Wherever corporations have employment and financial leverage with the local government a bail-out request is being put forward. It is not always a request for money but also a request for favours and deregulation, economic crisis is allowing companies to obtain advantages that until 1 year ago were considered serious infringements. Eastern European governments not notoriously rigid in their supervision are in this period closing not one but both eyes. Companies are threatening that if ad hoc measures are not undertaken their financial situation could be deteriorating and they would be left with no choice than moving their assets and capitals to different location.
Taxpayers are effectively paying a bribe to corporations for the luxury of keeping inefficient, corrupt and broke companies in their backyard. If a company is broke should be allowed to fail, we are delaying the inevitable buying some time with our savings.

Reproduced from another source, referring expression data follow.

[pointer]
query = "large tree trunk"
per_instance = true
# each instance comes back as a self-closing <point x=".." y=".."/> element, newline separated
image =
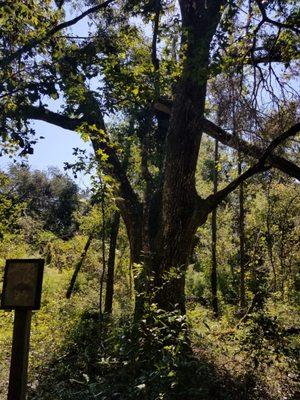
<point x="114" y="229"/>
<point x="214" y="276"/>
<point x="180" y="202"/>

Though the interesting scenario especially in Europe will be to assist to the collapse of one of those corporations, which country will take the paternity of a fiasco and will make its citizen pay for this? how fast and how seriously the economical infection will spread to other involved countries?


Unfortunately we have a monetary union in Europe but we do not have yet a single reference for crisis like this, ECB cannot and will not cover the losses leaving to local central banks such issues. The Iceland-England quarrel on the lost assets of UK councils who invested in the failed Icelandic banks teaches us a lesson on how this issue can bring to a fracture or collapse of the European cooperation. If countries will start to freeze each other investments and assets to cover the losses we will have a Great Depression 2.0 in a matter of weeks.